XCII
Mostra d'accorgersi del suo inganno e di manifestarlo.
Non più crespo oro, o d'ambra tersa e pura
Stimo le chiome che 'l mio laccio ordiro,
E nel volto e nel seno altro non miro
4Ch'ombra de la beltà che poco dura.
Fredda la fiamma è già, sua luce oscura,
Senza gratia de gli occhi il vago giro.
Deh, come i miei pensier tanto invaghiro,
8Lasso? E chi la ragione o sforza o fura?
Fero inganno d'Amor, l'inganno ornai,
Tessendo in rime sì leggiadri fregi
11A la crudel, ch'indi più bella aparve.
Ecco, i' rimovo le mentite larve:
Hor ne le proprie tue sembianze homai
14Ti veggia il mondo, e ti contempli e pregi.
- 1-2. «Non più crespo oro, o d'ambra tersa e pura | Stimo le chiome, che 'l mio laccio ordiro»: cioè non sono in guisa abbagliato da l'amore, ch'io m'inganni nel giudicio ch'io fo de la tua bellezza.
- 3a. «E nel volto, e nel seno»: «seno» per «petto», che sono due parti principalmente riguardate da gli amanti.
- 4. «Ch'ombra de la beltà che poco dura»: la beltà è raggio de la Divinità, come dicono i Platonici, imperochè la bellezza de gli animi traluce ne' corpi e ne gli occhi particolarmente.
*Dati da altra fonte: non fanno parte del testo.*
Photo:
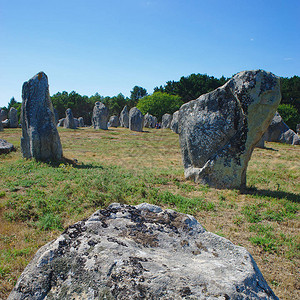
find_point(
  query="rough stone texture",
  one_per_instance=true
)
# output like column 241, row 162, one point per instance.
column 114, row 121
column 141, row 252
column 174, row 122
column 136, row 119
column 100, row 116
column 124, row 117
column 149, row 121
column 81, row 122
column 6, row 147
column 13, row 118
column 40, row 139
column 219, row 130
column 3, row 115
column 5, row 123
column 166, row 121
column 61, row 122
column 76, row 121
column 279, row 132
column 69, row 121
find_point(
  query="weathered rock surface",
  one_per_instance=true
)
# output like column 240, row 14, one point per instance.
column 61, row 122
column 149, row 121
column 136, row 119
column 100, row 116
column 81, row 122
column 141, row 252
column 219, row 130
column 40, row 139
column 6, row 147
column 69, row 121
column 13, row 118
column 279, row 132
column 174, row 122
column 114, row 121
column 124, row 117
column 166, row 121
Ma il Poeta in questo luogo chiama la bellezza corporea «ombra» de la bellezza, la qual ombra dura per picciol tempo, havendo risguardo a quel luogo del PETRARCA: «Là dove i corpi fanno a l'alma velo».
- 5a. «Fredda la fiamma è già»: spento il desiderio.
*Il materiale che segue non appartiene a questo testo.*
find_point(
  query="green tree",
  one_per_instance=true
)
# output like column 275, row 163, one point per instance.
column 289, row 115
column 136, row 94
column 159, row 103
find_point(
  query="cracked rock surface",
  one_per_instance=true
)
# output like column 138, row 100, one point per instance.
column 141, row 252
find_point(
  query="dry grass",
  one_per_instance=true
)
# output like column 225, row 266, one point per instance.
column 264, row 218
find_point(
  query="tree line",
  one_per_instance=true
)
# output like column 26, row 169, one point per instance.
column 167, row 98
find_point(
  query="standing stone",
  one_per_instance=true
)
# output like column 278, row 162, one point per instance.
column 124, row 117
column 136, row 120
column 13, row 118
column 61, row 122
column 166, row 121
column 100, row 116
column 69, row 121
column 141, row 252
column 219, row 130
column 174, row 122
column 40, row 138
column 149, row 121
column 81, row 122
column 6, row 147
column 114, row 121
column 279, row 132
- 5b-6. «sua luce oscura, | Senza gratia de gli occhi il vago giro»: estinguendosi l'amore, la Donna amata non par bella come pareva.
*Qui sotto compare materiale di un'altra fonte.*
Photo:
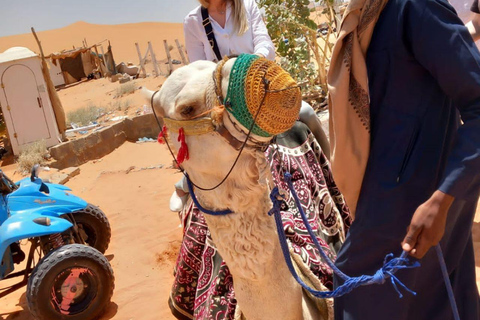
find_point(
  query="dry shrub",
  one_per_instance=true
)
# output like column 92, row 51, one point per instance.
column 120, row 105
column 84, row 116
column 31, row 154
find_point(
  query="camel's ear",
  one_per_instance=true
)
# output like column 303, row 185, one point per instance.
column 147, row 94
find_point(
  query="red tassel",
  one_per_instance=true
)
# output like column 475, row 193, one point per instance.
column 183, row 152
column 162, row 135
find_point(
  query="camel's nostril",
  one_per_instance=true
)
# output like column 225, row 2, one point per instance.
column 186, row 111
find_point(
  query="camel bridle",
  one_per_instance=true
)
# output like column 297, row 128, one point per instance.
column 202, row 124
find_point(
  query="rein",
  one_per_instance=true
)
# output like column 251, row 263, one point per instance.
column 266, row 83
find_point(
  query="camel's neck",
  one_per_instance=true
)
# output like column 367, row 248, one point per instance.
column 247, row 240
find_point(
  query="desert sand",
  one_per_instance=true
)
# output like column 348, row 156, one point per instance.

- 9. «Fero inganno d'Amor, l'inganno ornai»: parla il Poeta in questo terzetto d'un doppio inganno, l'un ricevuto da lui, l'altro da lui fatto. L'inganno ch'egli riceve fu quel d'Amore, del quale si legge: «O dolce inganno et amorosa frode, | Darmi un piacer, che pria pena m'apporte». Quel ch'egli fece è l'inganno de la Poesia, la qual dimostra, come parve a Gorgia, l'apparente del vero.
- 12. «Ecco, io' rimovo le mentite larve»: le delusioni d'amore e le fintioni poetiche.
- 13. «Hor ne le proprie tue sembianze»: cioè ti stimi il mondo, non per la fama o per l'opinione, ma per li proprij meriti.